Let's break it down:

  1. Tilemaps. Your first example is of a sprite walking across a bunch of tiles laid out horizontally (or sliding down a wall of tiles laid out vertically, they're isomorphic). One very elegant solution to this is to simply not check the edges of tiles where we know a sprite can't get to, such as edges that are "underground" or edges that border another completely solid tile.

    You're right that the sprite would descend due to to gravity, then move laterally, then get stuck... but the answer is to not care about the left or right edges of the tiles that are underground. That way, your collision resolution routine only moves the sprite vertically — and your sprite can go on its merry way.

    Check out the Metanet tile tutorials for a step-by-step explanation of this. You say in your question that you're not using a traditional tilemap, but that's okay too: static tiles are in the tilemap and update as above, while moving platforms and such update as #2 below.

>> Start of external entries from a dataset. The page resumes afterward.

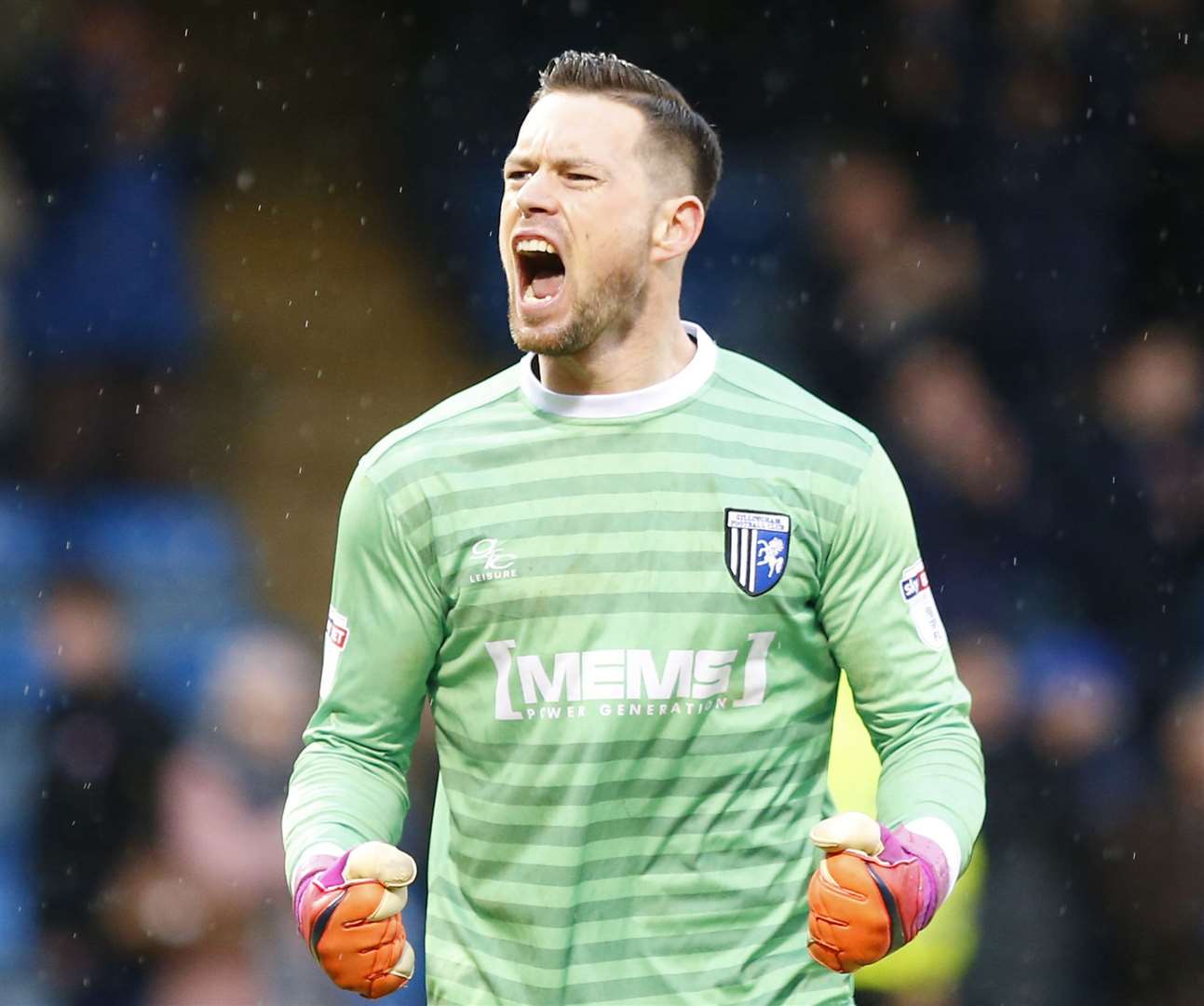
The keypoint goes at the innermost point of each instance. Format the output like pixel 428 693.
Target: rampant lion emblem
pixel 769 554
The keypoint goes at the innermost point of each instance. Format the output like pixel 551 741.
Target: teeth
pixel 534 245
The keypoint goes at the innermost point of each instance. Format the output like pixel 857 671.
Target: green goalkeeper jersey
pixel 629 613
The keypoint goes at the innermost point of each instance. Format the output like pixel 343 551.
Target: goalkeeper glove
pixel 873 891
pixel 349 912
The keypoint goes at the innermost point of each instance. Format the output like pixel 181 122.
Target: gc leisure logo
pixel 494 562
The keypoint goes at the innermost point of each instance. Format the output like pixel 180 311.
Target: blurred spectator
pixel 213 899
pixel 894 275
pixel 1055 721
pixel 1153 403
pixel 103 746
pixel 103 307
pixel 1155 908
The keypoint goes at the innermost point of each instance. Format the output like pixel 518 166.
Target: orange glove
pixel 873 891
pixel 349 912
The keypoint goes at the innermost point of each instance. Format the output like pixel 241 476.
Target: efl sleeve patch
pixel 923 606
pixel 332 649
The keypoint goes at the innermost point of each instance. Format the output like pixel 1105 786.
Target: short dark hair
pixel 672 123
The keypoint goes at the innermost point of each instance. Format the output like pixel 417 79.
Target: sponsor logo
pixel 923 606
pixel 629 682
pixel 495 563
pixel 335 643
pixel 757 549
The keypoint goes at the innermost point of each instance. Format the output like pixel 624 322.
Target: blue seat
pixel 24 538
pixel 159 545
pixel 172 665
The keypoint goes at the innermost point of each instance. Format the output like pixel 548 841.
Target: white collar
pixel 621 403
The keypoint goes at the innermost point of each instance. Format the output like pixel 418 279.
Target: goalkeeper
pixel 627 574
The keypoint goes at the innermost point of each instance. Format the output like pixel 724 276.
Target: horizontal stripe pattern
pixel 653 858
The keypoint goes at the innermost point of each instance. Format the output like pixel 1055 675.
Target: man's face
pixel 575 223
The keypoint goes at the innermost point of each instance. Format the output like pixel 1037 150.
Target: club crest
pixel 757 549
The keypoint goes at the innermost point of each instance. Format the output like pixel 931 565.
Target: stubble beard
pixel 613 305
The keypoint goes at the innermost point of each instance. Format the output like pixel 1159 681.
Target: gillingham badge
pixel 757 549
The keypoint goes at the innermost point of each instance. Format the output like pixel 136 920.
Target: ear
pixel 676 226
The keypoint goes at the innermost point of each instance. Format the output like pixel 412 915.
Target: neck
pixel 652 349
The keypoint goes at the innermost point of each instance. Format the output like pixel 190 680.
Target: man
pixel 627 571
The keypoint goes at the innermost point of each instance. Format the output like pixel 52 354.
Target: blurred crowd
pixel 978 228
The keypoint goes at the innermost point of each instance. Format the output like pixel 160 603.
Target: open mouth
pixel 541 271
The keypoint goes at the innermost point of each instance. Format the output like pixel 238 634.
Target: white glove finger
pixel 381 862
pixel 405 965
pixel 850 830
pixel 393 900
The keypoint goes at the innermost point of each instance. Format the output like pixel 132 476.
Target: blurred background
pixel 239 242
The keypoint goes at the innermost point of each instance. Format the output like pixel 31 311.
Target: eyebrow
pixel 560 164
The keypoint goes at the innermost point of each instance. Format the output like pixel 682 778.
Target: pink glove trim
pixel 900 845
pixel 325 865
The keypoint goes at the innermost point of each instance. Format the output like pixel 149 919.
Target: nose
pixel 536 196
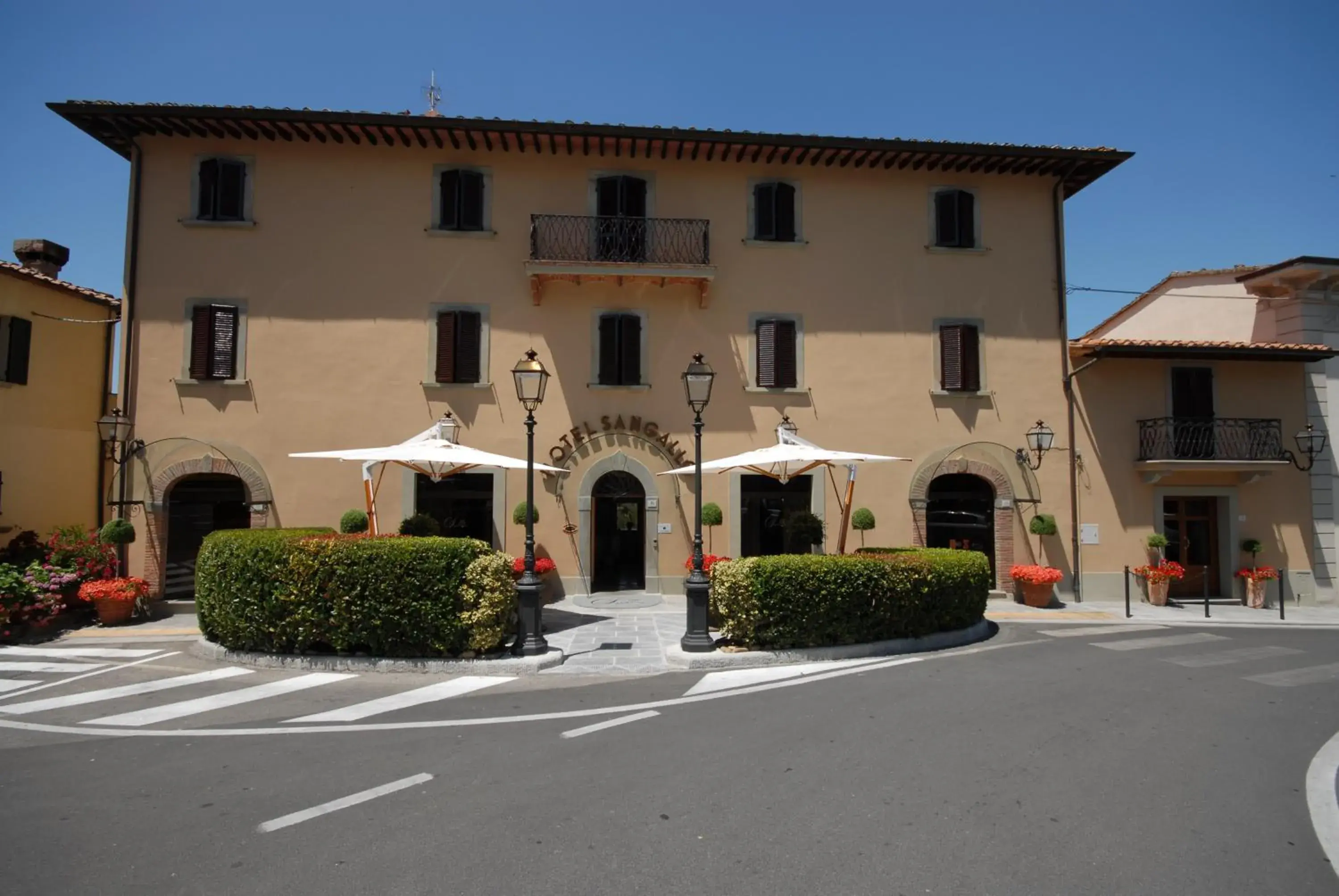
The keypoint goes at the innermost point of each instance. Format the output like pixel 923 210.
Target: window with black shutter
pixel 955 220
pixel 223 191
pixel 15 350
pixel 458 346
pixel 959 358
pixel 213 342
pixel 461 200
pixel 777 354
pixel 620 350
pixel 774 212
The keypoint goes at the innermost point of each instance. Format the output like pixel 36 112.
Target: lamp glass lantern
pixel 697 383
pixel 114 427
pixel 531 381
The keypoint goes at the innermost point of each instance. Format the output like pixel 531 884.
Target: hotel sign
pixel 635 426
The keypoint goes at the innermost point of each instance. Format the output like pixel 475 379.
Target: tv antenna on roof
pixel 434 95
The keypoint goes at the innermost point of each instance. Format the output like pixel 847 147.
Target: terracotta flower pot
pixel 1159 593
pixel 114 613
pixel 1037 594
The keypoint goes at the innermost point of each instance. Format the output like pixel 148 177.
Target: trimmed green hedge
pixel 286 591
pixel 821 601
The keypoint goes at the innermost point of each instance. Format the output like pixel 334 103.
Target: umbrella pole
pixel 845 511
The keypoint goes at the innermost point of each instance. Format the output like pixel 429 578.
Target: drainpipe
pixel 1058 212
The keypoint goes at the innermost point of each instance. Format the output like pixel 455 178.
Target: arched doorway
pixel 619 510
pixel 961 514
pixel 196 507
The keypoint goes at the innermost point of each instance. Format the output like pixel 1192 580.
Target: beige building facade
pixel 55 361
pixel 308 280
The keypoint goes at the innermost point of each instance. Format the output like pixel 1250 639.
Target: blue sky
pixel 1232 108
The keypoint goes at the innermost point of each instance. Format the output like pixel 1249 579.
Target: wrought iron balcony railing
pixel 578 237
pixel 1216 438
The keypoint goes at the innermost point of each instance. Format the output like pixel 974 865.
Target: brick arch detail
pixel 156 515
pixel 1005 508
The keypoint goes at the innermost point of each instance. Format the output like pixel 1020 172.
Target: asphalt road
pixel 1029 765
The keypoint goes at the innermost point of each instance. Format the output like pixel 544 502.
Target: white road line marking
pixel 125 690
pixel 1098 630
pixel 343 803
pixel 97 672
pixel 741 677
pixel 38 666
pixel 1171 641
pixel 220 701
pixel 12 685
pixel 608 724
pixel 440 692
pixel 1295 677
pixel 98 653
pixel 1321 799
pixel 1228 657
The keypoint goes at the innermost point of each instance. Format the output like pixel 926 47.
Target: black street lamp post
pixel 697 639
pixel 531 381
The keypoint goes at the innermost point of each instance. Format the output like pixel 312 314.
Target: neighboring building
pixel 1195 394
pixel 304 280
pixel 55 361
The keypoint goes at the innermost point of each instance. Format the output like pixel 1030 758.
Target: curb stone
pixel 979 631
pixel 489 666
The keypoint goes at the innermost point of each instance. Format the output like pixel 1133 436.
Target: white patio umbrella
pixel 792 457
pixel 434 453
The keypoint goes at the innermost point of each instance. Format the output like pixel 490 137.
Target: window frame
pixel 248 192
pixel 485 338
pixel 240 357
pixel 752 354
pixel 436 221
pixel 932 244
pixel 645 348
pixel 752 221
pixel 936 358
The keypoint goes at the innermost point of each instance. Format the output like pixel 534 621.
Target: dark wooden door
pixel 1191 527
pixel 619 511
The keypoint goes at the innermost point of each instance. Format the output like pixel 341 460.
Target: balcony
pixel 578 248
pixel 1226 444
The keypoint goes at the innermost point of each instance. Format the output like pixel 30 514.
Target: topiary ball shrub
pixel 848 599
pixel 354 522
pixel 1044 524
pixel 118 532
pixel 421 526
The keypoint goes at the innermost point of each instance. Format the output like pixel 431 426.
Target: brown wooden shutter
pixel 201 338
pixel 608 371
pixel 966 220
pixel 766 339
pixel 630 350
pixel 785 213
pixel 951 358
pixel 786 355
pixel 223 357
pixel 946 219
pixel 446 359
pixel 469 331
pixel 21 348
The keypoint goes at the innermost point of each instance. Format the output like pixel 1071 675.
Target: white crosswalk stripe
pixel 125 690
pixel 38 666
pixel 440 692
pixel 1228 657
pixel 96 653
pixel 1171 641
pixel 220 701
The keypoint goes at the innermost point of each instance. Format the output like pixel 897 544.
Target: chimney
pixel 43 256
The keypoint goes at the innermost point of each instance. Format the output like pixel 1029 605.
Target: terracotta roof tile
pixel 82 292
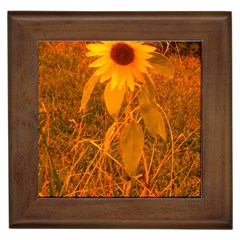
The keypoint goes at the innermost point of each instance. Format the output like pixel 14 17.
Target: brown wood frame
pixel 212 210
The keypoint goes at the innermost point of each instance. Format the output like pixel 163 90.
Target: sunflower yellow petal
pixel 115 78
pixel 101 61
pixel 105 68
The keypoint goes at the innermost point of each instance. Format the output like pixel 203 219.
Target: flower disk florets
pixel 122 54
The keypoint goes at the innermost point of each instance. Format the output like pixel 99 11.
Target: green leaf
pixel 161 65
pixel 87 91
pixel 113 100
pixel 153 121
pixel 148 107
pixel 132 142
pixel 109 136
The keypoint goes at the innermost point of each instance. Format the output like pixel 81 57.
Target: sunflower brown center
pixel 122 54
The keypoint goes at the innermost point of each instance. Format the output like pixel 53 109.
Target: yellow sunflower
pixel 120 62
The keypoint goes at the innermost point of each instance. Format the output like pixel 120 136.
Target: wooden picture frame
pixel 213 210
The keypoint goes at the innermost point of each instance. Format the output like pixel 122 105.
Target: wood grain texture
pixel 212 210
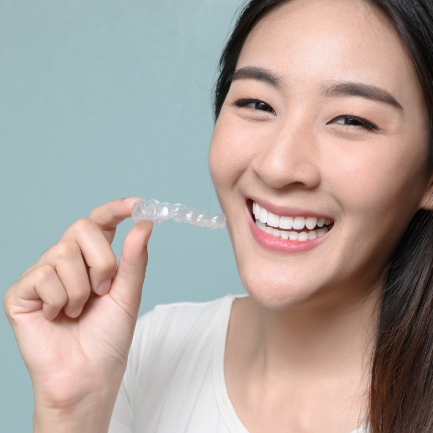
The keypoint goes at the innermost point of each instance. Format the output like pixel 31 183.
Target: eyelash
pixel 241 103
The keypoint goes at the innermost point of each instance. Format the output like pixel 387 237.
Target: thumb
pixel 128 282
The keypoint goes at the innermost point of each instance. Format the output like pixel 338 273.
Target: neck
pixel 306 340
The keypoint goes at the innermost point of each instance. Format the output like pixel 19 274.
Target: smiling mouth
pixel 294 228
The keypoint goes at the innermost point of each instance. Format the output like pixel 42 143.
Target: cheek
pixel 383 184
pixel 230 153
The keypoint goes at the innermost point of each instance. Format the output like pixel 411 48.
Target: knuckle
pixel 109 265
pixel 84 225
pixel 56 298
pixel 41 274
pixel 67 250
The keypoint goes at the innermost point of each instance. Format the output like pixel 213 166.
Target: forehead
pixel 315 41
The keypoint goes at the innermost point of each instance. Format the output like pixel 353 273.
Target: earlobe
pixel 427 200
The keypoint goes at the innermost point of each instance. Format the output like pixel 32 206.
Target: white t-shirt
pixel 174 381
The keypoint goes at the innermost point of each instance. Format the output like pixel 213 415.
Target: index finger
pixel 107 217
pixel 110 214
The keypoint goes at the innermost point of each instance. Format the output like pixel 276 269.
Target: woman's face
pixel 325 118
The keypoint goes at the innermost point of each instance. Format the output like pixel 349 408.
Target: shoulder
pixel 163 331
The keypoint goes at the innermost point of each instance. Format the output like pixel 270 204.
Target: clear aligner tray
pixel 156 212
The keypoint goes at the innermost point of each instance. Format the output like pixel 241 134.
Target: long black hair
pixel 401 391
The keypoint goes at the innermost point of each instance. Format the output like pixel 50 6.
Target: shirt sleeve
pixel 123 414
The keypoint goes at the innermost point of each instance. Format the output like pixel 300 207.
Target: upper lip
pixel 289 211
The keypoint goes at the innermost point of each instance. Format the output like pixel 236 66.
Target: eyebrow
pixel 258 74
pixel 363 90
pixel 339 89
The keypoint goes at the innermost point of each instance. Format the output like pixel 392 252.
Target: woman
pixel 322 161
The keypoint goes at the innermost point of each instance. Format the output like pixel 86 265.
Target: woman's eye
pixel 255 104
pixel 354 121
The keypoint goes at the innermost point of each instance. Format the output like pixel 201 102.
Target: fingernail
pixel 76 313
pixel 131 199
pixel 103 288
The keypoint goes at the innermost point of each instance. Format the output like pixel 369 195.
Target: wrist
pixel 91 414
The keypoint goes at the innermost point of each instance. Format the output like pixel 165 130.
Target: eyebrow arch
pixel 363 90
pixel 258 74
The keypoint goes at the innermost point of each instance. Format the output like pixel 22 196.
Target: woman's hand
pixel 74 313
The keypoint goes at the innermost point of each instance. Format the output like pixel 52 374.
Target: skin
pixel 298 346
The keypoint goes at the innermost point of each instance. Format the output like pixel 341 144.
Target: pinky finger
pixel 39 289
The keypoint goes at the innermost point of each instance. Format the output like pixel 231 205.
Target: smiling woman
pixel 321 158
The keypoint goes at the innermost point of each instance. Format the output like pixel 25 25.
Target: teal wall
pixel 99 100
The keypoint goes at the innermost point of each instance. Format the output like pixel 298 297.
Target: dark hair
pixel 401 392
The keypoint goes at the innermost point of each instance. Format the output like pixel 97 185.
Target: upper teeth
pixel 285 222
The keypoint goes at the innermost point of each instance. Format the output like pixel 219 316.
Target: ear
pixel 427 198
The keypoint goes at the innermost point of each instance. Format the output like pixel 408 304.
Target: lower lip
pixel 277 244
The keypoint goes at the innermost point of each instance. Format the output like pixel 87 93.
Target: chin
pixel 275 293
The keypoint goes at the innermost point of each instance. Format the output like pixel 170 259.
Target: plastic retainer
pixel 156 212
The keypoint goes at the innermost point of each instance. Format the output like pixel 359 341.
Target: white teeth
pixel 303 236
pixel 263 215
pixel 284 235
pixel 311 223
pixel 276 233
pixel 286 223
pixel 322 232
pixel 270 223
pixel 293 236
pixel 299 223
pixel 312 235
pixel 273 220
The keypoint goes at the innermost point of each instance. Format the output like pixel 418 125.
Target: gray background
pixel 99 100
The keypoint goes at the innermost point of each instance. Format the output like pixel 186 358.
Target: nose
pixel 289 157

  2. Other AABBs. You'll only run into a problem if, in a single frame, your sprite can move a distance larger than the width/height of most AABBs in your game. If it can't, you're golden: resolve the collisions one-by-one and it'll work just fine.

    If the AABBs can move very fast in a single frame then you should "sweep" the movement when checking for collisions: chunk up the movement into tinier fractions and check for collisions at each step.